Gross margin contracts amid cost pressures

The gross profit fell to $53.4 million from $70.8 million in the prior-year period, while gross margin contracted by 440 basis points to 24.8 per cent. The decline was mainly attributed to higher tariff-related product costs, increased distribution expenses linked to the exit from a third-party distribution facility and a higher proportion of markdown sales.

The adjusted gross margin decreased by 240 basis points to 26.8 per cent, The Children’s Place said in a press release.

“We recognise that our value customer has been impacted by higher gas and grocery prices. As a result, we are committed to clear messaging regarding the strength of our price/value offerings,” added Umair.

Selling, general and administrative (SG&A) expenses rose 2.5 per cent to $88.9 million, reflecting higher store-related costs as the retailer expanded its store network. Operating loss widened to $42.2 million from $24.1 million a year earlier, while adjusted operating loss increased to $36.1 million from $24 million.

Net loss widened to $53.2 million, or $2.4 per diluted share. Adjusted net loss stood at $44.3 million, or $2 per diluted share.

“While keeping our prices stable has narrowed our profit margins, further compounded by product cost headwinds from higher tariffs, we have filed for tariff refund claims amounting to approximately $40 million, which we expect to partially offset margin dilution during this fiscal year, and of which $5.5 million has already been received to date,” he said.

Company targets $60 million in annualised savings by FY27

The company unveiled four strategic priorities to support its long-term transformation: Improving customer experience across channels, strengthening and elevating the brand, delivering on financial targets and enhancing organisational leadership.

“We believe these strategic priorities are critical to move our brand forward, providing a strong foundation for us to refocus on our customer, enhance our brand, and increase our profitability. Execution is now of utmost importance, and we will provide updates on a regular basis as to how we are tracking against these priorities,” Umair said.

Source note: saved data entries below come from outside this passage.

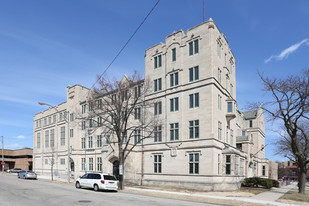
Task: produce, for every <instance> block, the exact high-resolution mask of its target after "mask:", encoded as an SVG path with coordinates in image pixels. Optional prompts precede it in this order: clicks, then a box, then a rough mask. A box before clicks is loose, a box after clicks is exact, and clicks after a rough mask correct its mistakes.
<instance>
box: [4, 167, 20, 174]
mask: <svg viewBox="0 0 309 206" xmlns="http://www.w3.org/2000/svg"><path fill="white" fill-rule="evenodd" d="M7 171H8V172H9V173H19V172H20V171H22V169H20V168H13V169H10V170H7Z"/></svg>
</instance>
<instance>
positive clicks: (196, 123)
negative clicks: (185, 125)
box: [189, 120, 199, 139]
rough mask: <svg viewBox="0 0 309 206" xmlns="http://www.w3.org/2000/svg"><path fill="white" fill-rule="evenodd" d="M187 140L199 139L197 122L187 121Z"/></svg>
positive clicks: (197, 124) (198, 129) (196, 120)
mask: <svg viewBox="0 0 309 206" xmlns="http://www.w3.org/2000/svg"><path fill="white" fill-rule="evenodd" d="M189 138H190V139H197V138H199V120H194V121H189Z"/></svg>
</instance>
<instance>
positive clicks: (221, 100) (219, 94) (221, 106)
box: [218, 94, 222, 111]
mask: <svg viewBox="0 0 309 206" xmlns="http://www.w3.org/2000/svg"><path fill="white" fill-rule="evenodd" d="M221 109H222V97H221V95H220V94H218V110H220V111H221Z"/></svg>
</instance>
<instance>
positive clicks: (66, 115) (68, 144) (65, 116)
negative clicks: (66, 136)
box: [39, 102, 71, 183]
mask: <svg viewBox="0 0 309 206" xmlns="http://www.w3.org/2000/svg"><path fill="white" fill-rule="evenodd" d="M39 105H47V106H49V107H50V108H54V109H55V110H56V111H57V112H59V111H58V109H57V108H56V107H53V106H52V105H50V104H47V103H44V102H39ZM69 116H70V115H69V111H67V115H66V116H65V118H64V120H65V122H66V123H67V137H68V163H67V167H68V173H67V178H68V183H70V179H71V174H70V159H71V158H70V121H69Z"/></svg>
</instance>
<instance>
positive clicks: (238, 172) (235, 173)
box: [234, 155, 239, 175]
mask: <svg viewBox="0 0 309 206" xmlns="http://www.w3.org/2000/svg"><path fill="white" fill-rule="evenodd" d="M238 169H239V156H238V155H236V156H235V170H234V171H235V172H234V173H235V175H239V172H238Z"/></svg>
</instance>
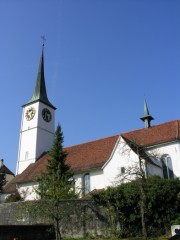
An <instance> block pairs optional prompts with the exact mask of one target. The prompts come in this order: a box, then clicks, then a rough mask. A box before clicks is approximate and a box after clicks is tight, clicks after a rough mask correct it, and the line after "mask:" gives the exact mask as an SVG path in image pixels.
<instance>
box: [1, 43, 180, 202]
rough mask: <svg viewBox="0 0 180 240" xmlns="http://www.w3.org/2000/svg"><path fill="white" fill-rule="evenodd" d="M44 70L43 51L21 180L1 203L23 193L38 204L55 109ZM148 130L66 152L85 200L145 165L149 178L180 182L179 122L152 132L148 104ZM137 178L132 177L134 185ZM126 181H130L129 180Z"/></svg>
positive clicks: (76, 185)
mask: <svg viewBox="0 0 180 240" xmlns="http://www.w3.org/2000/svg"><path fill="white" fill-rule="evenodd" d="M44 72H45V69H44V45H43V48H42V54H41V56H40V63H39V68H38V74H37V80H36V84H35V89H34V92H33V94H32V98H31V99H30V100H29V101H28V102H27V103H25V104H24V105H23V106H22V120H21V128H20V136H19V149H18V160H17V165H16V175H15V177H14V178H13V179H12V180H10V181H9V182H8V184H6V185H5V187H4V192H3V194H1V199H0V200H1V201H5V199H6V198H7V196H9V195H11V194H15V193H16V192H18V193H19V194H20V195H21V197H22V198H23V199H24V200H34V199H38V196H37V194H36V192H35V188H36V187H37V186H38V181H37V179H38V177H39V176H40V174H41V173H42V172H43V171H44V170H45V168H46V165H47V162H48V160H49V159H50V156H49V150H50V149H51V146H52V142H53V139H54V131H55V126H54V124H55V110H56V107H55V106H54V105H53V104H52V103H51V102H50V101H49V99H48V96H47V92H46V84H45V74H44ZM141 120H142V121H143V122H144V128H142V129H138V130H134V131H130V132H125V133H117V135H114V136H110V137H106V138H101V139H97V140H94V141H90V142H86V143H82V144H78V145H74V146H70V147H66V148H65V150H66V152H67V153H68V156H67V163H68V164H69V165H70V166H71V168H72V170H73V172H74V179H75V184H76V188H77V189H81V190H82V191H81V192H82V196H85V195H86V194H88V193H90V192H92V191H95V190H98V189H104V188H107V187H108V186H115V185H116V184H120V182H121V180H122V179H123V177H124V176H126V177H127V173H128V172H129V169H131V170H132V169H133V168H134V169H135V168H136V167H137V166H139V165H138V164H139V161H140V160H141V162H142V163H143V170H144V173H145V175H146V177H148V176H152V175H158V176H160V177H161V178H177V177H178V178H179V177H180V121H179V120H173V121H170V122H166V123H162V124H159V125H155V126H152V125H151V120H153V117H152V116H151V115H150V113H149V109H148V105H147V102H146V101H145V102H144V115H143V116H142V117H141ZM135 177H136V176H135V175H133V174H129V179H130V180H131V179H134V178H135ZM126 181H127V179H126Z"/></svg>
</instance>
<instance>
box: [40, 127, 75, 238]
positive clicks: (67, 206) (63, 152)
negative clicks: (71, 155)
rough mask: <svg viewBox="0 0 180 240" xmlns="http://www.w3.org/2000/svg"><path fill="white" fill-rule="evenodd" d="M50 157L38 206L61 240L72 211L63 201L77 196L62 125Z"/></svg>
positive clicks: (56, 132) (54, 143)
mask: <svg viewBox="0 0 180 240" xmlns="http://www.w3.org/2000/svg"><path fill="white" fill-rule="evenodd" d="M50 157H51V159H50V160H49V161H48V165H47V169H46V172H45V173H42V175H41V177H40V179H39V187H38V194H39V196H40V199H41V200H40V201H39V203H38V208H39V209H40V212H41V214H42V215H44V216H45V217H46V218H48V219H49V220H50V222H51V223H52V224H53V225H54V229H55V232H56V240H60V239H62V236H61V224H62V221H63V219H65V218H66V217H67V216H68V215H70V212H71V211H72V209H70V207H69V205H66V206H65V205H62V204H61V201H62V200H67V199H74V198H77V194H76V192H75V186H74V184H75V183H74V179H73V173H72V171H71V168H70V166H69V165H68V164H67V163H66V157H67V153H66V152H65V151H64V149H63V133H62V131H61V127H60V125H58V126H57V130H56V132H55V136H54V142H53V146H52V149H51V151H50Z"/></svg>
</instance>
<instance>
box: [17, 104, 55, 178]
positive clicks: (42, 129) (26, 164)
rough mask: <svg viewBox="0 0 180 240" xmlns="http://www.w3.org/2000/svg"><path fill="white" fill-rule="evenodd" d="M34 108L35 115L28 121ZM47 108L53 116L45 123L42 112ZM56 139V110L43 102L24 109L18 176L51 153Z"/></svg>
mask: <svg viewBox="0 0 180 240" xmlns="http://www.w3.org/2000/svg"><path fill="white" fill-rule="evenodd" d="M30 108H33V109H34V110H35V114H34V115H33V118H32V119H27V110H28V109H30ZM44 108H47V109H48V110H49V111H50V112H51V115H52V119H51V121H49V122H46V121H44V119H43V117H42V110H43V109H44ZM53 139H54V109H52V108H50V107H48V106H47V105H46V104H44V103H42V102H36V103H32V104H30V105H27V106H25V107H24V108H23V113H22V122H21V131H20V140H19V152H18V162H17V167H16V174H20V173H21V172H23V171H24V170H25V169H26V168H27V167H28V165H29V164H30V163H34V162H35V161H36V159H37V158H38V157H39V156H40V155H41V154H42V153H43V152H45V151H49V150H50V148H51V146H52V142H53Z"/></svg>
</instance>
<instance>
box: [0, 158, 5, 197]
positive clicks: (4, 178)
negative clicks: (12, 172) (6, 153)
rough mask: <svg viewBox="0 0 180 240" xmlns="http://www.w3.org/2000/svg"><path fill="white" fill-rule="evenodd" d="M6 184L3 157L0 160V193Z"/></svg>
mask: <svg viewBox="0 0 180 240" xmlns="http://www.w3.org/2000/svg"><path fill="white" fill-rule="evenodd" d="M5 184H6V174H5V172H4V167H3V159H1V160H0V194H1V193H2V191H3V186H4V185H5Z"/></svg>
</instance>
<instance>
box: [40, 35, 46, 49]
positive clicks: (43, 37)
mask: <svg viewBox="0 0 180 240" xmlns="http://www.w3.org/2000/svg"><path fill="white" fill-rule="evenodd" d="M41 38H42V41H43V47H44V43H45V41H46V38H45V36H44V35H43V36H41Z"/></svg>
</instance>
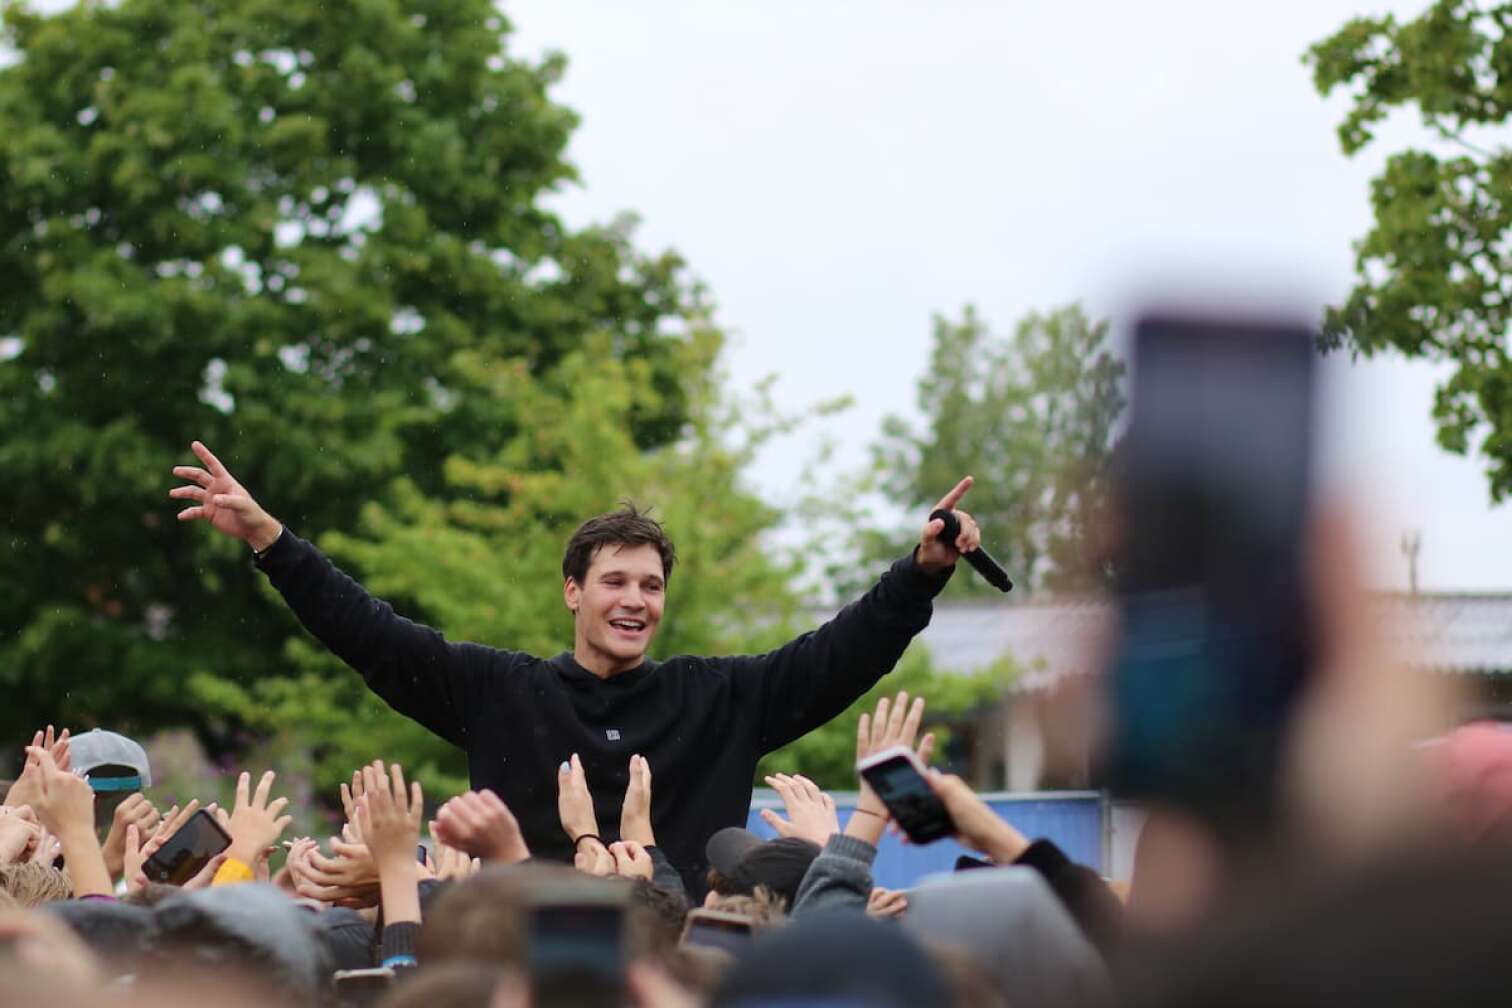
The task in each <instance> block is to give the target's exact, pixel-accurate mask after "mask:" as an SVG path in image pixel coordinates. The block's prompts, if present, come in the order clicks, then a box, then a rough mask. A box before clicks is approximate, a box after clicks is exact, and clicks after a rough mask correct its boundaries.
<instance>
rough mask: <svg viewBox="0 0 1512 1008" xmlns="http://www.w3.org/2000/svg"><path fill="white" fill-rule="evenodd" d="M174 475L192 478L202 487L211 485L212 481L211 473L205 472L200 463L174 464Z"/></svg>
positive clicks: (189, 478)
mask: <svg viewBox="0 0 1512 1008" xmlns="http://www.w3.org/2000/svg"><path fill="white" fill-rule="evenodd" d="M174 476H178V478H180V479H192V481H195V482H197V484H200V485H201V487H209V485H210V482H212V476H210V473H207V472H204V470H203V468H200V467H198V465H174Z"/></svg>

The company also continued its cost-reduction programme, achieving $45 million in gross annualised benefits towards its target of $60 million by fiscal 2027. During the quarter, it exited a third-party distribution facility, a move expected to generate approximately $10 million in annualised savings.

It continues to focus on cost reduction and driving operational efficiencies and has actioned $45 million in gross annualised benefits towards its goal of $60 million by fiscal 2027.

The Children’s Place opened one store and closed two during the quarter, ending the period with 497 stores, compared to 495 stores a year earlier.